Pasqualino ist schlank und wenn er sitzt und seinen Espresso trinkt, hält er sich kerzengerade. Seine 78 Jahre sieht man Pasqualino überhaupt nicht an und er ist längst eine Institution in La Maddalena. Eine Kämpfernatur. Sogar zum Bürgermeister hat sich der ehemalige Steinbruchbesitzer vor gut zehn Jahren einmal wählen lassen - nur um seinem Ziel näher zu kommen, die amerikanische Militärbasis von seiner Insel zu vertreiben.
"Die Militärbasis muss weg aus unserem Archipel, die Inseln sind ein echtes Paradies für Urlauber. Während meiner Zeit als Bürgermeister habe ich es durchgesetzt, dass unsere Inseln zum Nationalpark erklärt wurden. Atom-U-Boote haben in einem Nationalpark nichts zu suchen."
Pasqualino Serra steht auf, zahlt seinen Espresso und geht zu seinem alten Land Rover. Nach einem Kilometer auf der Uferstraße hält Serra an und stellt den Motor ab. Dann zeigt er auf das gegenüberliegende Ufer der kleinen Insel Santo Stefano, auf das Kriegsschiff, das davor ankert und auf die dunklen Schatten die sich links und rechts davon im Wasser ducken.
"Entlang der Ostküste von Santo Stefano ist das Meer so tief, dass hier praktisch jedes Schiff ankern kann. An diesem 1500 Meter langen Küstenabschnitt könnten sämtliche Kreuzfahrtschiffe im Mittelmeer gleichzeitig anlegen. Stattdessen hat man unser Meer hier an die Kette gelegt: Da sieht man die Absperrung auf dem Wasser, das sind Schwimmer, an denen Stahlnetze hängen, die bis auf den Meeresgrund reichen, damit will man Terroranschläge verhindern.
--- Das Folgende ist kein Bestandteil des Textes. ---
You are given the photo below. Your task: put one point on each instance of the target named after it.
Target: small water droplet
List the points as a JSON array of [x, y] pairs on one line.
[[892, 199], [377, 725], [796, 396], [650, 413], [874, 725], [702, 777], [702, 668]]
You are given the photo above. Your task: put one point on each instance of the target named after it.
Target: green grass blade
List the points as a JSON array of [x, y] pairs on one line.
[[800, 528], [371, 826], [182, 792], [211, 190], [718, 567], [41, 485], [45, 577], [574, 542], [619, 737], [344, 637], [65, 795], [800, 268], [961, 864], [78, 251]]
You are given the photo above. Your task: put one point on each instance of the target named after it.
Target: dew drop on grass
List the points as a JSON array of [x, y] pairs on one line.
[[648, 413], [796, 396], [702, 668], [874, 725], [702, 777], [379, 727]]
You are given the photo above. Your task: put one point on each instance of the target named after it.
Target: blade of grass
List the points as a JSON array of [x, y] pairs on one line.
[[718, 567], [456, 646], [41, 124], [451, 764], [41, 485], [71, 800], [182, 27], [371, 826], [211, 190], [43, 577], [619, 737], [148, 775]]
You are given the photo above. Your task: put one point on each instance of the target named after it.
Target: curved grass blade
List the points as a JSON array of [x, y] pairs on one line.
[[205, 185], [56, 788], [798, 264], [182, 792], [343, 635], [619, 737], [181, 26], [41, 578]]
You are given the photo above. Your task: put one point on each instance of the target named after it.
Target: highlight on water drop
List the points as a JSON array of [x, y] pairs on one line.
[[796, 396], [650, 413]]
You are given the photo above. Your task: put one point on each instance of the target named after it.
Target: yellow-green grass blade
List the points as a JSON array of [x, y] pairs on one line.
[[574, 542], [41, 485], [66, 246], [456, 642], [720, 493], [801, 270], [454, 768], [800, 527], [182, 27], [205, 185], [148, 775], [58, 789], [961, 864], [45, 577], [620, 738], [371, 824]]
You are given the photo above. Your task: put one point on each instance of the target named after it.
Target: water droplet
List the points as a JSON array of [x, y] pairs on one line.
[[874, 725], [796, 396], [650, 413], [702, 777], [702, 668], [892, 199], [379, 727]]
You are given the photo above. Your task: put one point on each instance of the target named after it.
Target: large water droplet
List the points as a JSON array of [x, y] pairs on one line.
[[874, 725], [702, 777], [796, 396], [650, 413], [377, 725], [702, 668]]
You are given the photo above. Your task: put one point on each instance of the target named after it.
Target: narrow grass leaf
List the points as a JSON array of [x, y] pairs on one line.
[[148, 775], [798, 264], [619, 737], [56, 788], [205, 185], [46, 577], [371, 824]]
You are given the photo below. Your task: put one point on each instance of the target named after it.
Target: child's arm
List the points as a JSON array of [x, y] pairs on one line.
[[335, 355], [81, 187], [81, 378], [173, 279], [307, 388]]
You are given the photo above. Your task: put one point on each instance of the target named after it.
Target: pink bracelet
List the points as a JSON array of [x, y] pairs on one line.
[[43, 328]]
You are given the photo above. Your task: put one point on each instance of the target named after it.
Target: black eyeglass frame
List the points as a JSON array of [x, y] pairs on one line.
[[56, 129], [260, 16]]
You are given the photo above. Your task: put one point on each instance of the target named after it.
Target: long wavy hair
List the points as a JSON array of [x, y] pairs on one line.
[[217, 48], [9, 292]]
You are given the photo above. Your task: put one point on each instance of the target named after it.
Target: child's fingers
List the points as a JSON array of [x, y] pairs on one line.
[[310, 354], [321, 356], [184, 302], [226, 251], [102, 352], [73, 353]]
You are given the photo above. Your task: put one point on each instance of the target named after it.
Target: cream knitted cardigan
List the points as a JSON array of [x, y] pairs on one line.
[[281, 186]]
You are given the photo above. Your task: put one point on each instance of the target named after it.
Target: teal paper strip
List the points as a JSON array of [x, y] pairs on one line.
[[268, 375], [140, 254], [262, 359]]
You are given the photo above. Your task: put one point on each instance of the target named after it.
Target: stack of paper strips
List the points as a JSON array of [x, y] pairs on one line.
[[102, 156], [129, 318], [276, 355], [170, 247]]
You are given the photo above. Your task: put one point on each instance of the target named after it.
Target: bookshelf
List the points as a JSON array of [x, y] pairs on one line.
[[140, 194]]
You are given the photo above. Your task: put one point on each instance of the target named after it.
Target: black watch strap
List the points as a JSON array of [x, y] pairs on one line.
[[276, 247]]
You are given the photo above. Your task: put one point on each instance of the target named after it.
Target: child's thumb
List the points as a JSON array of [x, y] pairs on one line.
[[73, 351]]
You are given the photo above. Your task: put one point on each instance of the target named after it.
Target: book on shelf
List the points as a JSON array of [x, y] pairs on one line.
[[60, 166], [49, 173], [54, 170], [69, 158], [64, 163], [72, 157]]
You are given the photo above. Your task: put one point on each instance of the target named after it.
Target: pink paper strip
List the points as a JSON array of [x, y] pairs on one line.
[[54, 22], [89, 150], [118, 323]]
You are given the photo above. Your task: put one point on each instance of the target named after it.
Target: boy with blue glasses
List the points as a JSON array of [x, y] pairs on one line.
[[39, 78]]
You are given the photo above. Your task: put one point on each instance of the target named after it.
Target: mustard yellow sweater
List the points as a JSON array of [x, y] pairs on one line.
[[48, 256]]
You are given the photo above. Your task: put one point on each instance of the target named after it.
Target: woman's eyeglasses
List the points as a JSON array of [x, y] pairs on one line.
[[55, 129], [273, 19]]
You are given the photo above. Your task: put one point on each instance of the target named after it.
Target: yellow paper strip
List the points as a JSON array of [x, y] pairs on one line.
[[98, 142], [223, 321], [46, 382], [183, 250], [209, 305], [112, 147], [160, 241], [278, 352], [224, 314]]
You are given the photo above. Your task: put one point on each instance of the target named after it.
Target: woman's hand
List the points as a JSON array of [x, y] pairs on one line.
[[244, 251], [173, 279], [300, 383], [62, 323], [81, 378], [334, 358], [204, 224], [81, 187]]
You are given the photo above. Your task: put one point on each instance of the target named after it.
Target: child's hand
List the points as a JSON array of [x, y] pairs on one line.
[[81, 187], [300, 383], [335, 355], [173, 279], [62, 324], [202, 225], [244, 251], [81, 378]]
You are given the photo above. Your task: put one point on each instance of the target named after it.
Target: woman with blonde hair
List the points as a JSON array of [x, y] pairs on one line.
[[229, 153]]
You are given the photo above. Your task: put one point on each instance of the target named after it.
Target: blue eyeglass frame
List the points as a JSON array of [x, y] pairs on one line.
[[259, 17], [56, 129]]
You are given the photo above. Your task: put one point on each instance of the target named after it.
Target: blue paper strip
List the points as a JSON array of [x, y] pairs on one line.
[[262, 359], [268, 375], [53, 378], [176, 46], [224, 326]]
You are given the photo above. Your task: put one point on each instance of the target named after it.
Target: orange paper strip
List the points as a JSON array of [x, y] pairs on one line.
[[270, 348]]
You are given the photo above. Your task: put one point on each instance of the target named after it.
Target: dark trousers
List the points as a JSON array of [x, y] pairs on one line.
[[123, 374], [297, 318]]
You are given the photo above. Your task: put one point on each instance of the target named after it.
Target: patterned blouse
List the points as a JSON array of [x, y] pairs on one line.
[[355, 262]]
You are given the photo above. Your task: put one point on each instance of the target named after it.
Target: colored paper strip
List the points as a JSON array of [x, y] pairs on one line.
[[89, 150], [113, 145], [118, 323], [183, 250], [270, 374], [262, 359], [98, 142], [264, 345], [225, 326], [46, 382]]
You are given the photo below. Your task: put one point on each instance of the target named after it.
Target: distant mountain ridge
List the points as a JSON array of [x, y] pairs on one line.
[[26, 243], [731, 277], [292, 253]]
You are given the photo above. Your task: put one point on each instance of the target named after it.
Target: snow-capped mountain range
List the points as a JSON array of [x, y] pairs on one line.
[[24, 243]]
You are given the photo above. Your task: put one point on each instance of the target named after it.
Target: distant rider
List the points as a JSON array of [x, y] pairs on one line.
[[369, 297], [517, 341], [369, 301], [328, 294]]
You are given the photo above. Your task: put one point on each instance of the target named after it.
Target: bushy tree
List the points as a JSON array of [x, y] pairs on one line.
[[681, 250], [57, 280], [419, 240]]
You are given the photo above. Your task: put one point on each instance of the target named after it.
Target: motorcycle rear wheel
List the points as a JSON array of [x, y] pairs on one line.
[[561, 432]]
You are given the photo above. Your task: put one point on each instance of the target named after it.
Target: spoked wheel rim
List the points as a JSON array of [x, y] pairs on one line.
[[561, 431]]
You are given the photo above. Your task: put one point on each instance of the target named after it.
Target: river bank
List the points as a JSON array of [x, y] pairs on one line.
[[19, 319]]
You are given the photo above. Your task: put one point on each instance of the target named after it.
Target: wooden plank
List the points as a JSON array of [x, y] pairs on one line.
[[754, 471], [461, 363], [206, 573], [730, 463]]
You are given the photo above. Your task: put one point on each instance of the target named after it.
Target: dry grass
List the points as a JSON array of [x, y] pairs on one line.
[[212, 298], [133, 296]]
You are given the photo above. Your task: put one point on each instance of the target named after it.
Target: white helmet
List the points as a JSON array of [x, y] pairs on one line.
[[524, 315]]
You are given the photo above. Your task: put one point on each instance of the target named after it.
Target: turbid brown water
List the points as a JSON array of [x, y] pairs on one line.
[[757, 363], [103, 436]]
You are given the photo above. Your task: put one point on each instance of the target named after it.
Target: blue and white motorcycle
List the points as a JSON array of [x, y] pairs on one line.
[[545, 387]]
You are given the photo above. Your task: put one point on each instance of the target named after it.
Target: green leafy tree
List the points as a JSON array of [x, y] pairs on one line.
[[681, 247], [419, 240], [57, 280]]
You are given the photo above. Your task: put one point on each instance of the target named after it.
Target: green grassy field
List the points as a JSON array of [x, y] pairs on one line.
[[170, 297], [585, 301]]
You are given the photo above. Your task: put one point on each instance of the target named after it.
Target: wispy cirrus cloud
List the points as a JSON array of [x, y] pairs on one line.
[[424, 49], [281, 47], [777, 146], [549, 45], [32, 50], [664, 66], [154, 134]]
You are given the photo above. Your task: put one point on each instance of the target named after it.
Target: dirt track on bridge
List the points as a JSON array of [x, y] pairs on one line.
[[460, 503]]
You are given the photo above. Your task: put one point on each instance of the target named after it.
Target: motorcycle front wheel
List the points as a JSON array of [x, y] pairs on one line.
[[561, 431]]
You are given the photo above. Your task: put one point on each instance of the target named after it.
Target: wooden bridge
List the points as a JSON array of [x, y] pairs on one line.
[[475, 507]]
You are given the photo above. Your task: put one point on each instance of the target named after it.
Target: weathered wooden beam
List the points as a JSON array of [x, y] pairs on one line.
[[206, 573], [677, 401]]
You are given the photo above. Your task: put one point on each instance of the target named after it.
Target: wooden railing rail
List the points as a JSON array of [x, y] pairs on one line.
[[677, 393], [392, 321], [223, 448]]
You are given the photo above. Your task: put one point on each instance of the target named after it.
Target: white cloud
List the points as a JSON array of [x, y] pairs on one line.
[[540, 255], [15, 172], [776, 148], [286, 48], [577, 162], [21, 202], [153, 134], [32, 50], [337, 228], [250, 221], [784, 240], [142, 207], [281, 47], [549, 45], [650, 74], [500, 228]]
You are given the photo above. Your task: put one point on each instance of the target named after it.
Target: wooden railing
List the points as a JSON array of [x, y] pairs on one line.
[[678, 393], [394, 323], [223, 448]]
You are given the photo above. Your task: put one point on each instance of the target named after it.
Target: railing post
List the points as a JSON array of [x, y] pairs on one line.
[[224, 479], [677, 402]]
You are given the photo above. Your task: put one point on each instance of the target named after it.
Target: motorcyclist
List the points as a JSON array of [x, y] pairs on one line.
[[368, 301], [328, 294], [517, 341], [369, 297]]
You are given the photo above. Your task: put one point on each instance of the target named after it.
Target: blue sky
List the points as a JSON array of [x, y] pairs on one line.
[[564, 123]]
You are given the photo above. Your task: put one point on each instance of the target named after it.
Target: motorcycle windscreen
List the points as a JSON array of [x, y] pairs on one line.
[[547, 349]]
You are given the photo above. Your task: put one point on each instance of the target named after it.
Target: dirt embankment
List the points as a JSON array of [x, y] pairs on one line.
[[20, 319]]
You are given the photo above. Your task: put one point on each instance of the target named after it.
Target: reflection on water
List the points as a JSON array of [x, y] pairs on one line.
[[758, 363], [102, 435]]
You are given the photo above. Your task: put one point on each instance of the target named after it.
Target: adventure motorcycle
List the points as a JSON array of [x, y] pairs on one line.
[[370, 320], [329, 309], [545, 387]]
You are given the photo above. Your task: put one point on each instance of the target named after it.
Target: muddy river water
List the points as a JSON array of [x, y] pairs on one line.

Auf der Insel selbst haben sie Tunnel und Treibstofflager in den Berg gesprengt. Und dafür einen Kai aus Zement entlang der Küstenlinie gebaut, damit die Kriegsschiffe anlegen können. Das hat die gesamte Atmosphäre verändern. Nichts ist mehr wie es einmal war. 58.000 Quadratmeter haben sie für die amerikanische Basis enteignet. Als Entschädigung wollten sie uns 960.000 Lire, damals etwa 2000 Mark geben, die haben wir abgelehnt."
Und dann bricht es aus Pasqualino hervor. Die kleine Insel Santo Stefano das Herz des Archipels, umgeben vom tiefblauen Meer, heute zur Hälfte eine Militärbasis mit Dutzenden von Atomsprengkörpern und Atom-U-Booten war seine Schatzinsel, der Ort seiner Kindheit. Sein Großvater hatte sie gekauft, er selbst ist auf Santo Stefano geboren.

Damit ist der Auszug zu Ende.